As the relentless spread of Ebola continues in west Africa it is clear that the response of the West is counterproductive.
Meanwhile, more evidence has emerged that development of a cure was delayed because it was not thought profitable.
Recent reports suggest that the spread of Ebola will continue in west Africa because not enough outside help is being offered. And what is being offered is often not delivered.
Liberia needs 4,800 treatment beds during November according to the journal The Lancet Infectious Diseases. The US has offered 1,700 beds to all of west Africa.
Experts have estimated £615 million is required immediately to deal with the outbreak, but just £227 million had been delivered as of 17 October.
A spokesperson for the NGO Medecins Sans Frontieres said, “We’ve been calling for massive deployments for several months now and the deployments are always behind the curve.”
Capitalism seems very badly suited to dealing with Ebola, even in its wealthy heartlands.
New York doctor Craig Spencer was confirmed as having Ebola after returning from a tour treating the sick in the west African state of Guinea.
The immediate response from the states of New York, New Jersey, Connecticut and Illinois was to quarantine health workers returning from Sierra Leone, Liberia and Guinea—where Ebola is out of control.
This was despite medical experts stating that such a blanket quarantine is counterproductive.
It would achieve nothing in the US, but would discourage the very people who could help stop the outbreak from travelling.
This panic measure was abandoned on Monday.
Several drugs are in development, but none have been field tested. Ebola can be halted by isolating people who have caught it and tracking its spread, but a cure would make the process much easier.
“There’s never been a big market for Ebola vaccines,” said Thomas W Geisbert, part of a team that came close to finding a cure in 2005.
Then, scientists produced a test vaccine that was 100 percent effective on monkeys, the New York Times has reported.
At the time they said they hoped to have a viable drug available by 2011. But the field testing was never done.

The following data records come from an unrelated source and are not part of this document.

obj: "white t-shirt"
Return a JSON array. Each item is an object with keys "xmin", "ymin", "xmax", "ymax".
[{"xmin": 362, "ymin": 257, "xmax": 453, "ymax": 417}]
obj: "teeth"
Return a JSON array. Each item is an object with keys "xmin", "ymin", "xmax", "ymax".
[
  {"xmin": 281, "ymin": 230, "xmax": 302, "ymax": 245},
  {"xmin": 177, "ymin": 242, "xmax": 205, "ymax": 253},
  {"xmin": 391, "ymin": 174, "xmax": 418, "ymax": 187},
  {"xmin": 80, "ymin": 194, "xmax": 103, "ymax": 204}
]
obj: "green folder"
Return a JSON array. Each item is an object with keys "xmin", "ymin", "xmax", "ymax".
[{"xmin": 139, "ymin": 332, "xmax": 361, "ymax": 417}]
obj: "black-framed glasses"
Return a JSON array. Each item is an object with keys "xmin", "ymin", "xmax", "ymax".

The pharmaceutical firms couldn’t see a market to make a profit on the drug, so left it on the shelf.
Last week the first Ebola case was reported in Mali, which borders Guinea.
The British government is still deporting people to Liberia, Sierra Leone and Guinea even though the Foreign Office advises “against all but essential travel” to those countries.
The Home Office said in a statement, “Enforced returns to countries affected by Ebola are only undertaken if it is judged safe to do so.”
Meanwhile Australia has introduced a blanket ban on visas to people from the affected countries.